I have a data frame called data. I want to create a function f(data, collist). This function takes data and a list of columns from data itself, and returns only those rows from data, for which the mentioned column names in collist are not NA. I know it can be done using for loop, but I want to do it without using for loop.
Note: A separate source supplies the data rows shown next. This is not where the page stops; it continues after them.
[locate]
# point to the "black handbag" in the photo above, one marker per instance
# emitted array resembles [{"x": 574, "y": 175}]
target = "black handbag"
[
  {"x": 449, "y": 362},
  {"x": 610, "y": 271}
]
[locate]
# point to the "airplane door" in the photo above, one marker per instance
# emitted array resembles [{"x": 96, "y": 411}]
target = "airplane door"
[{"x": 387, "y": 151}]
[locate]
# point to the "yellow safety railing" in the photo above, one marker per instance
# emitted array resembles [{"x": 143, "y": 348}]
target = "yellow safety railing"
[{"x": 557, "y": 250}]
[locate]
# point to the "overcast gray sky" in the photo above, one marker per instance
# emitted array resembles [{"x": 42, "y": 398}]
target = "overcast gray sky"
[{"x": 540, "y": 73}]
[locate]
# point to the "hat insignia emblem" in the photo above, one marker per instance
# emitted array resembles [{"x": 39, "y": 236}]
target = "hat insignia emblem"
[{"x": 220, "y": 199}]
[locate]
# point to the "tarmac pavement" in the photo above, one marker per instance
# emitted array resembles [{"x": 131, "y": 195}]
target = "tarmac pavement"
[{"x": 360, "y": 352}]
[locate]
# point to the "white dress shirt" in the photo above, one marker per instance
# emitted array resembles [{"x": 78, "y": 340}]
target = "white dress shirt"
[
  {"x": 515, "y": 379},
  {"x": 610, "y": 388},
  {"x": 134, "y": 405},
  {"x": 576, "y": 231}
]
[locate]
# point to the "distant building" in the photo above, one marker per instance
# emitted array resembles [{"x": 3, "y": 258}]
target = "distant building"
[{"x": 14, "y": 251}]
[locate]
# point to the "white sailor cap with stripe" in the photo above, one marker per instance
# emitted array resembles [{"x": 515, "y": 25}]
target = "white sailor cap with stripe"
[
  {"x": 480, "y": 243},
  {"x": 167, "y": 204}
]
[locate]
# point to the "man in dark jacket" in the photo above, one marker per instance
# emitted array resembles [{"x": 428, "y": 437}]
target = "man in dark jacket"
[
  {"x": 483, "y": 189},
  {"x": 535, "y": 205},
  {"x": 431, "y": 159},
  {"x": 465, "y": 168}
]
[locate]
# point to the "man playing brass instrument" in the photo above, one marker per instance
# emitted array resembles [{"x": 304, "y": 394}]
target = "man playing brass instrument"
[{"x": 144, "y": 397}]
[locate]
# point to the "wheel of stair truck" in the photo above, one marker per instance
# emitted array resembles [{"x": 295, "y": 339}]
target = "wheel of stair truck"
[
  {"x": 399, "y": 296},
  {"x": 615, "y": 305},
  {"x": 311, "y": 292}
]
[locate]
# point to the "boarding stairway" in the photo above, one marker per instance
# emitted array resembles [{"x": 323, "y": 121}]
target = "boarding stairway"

Also, please let me know if it is generally more efficient in R to avoid loops.
Here is an example:
A B C D
1 2 NA NA
2 NA NA NA
NA 3 7 5
NA 4 2 NA
5 6 NA NA
If collist contains B and C, then a reduced data frame with row number 1,3,4 would be returned. The reason being either B or C or both has NA in rows 2 and 5. I want a function, because I will be using this operation quite a number of times. Through this question, I will learn some new R tricks, as well as, make my whole program more elegant. Thanks.
To select rows of an R data frame that are non-Na, we can use complete. cases function with single square brackets. For example, if we have a data frame called that contains some missing values (NA) then the selection of rows that are non-NA can be done by using the command df[complete. cases(df),].
To remove all rows having NA, we can use na. omit function. For Example, if we have a data frame called df that contains some NA values then we can remove all rows that contains at least one NA by using the command na. omit(df).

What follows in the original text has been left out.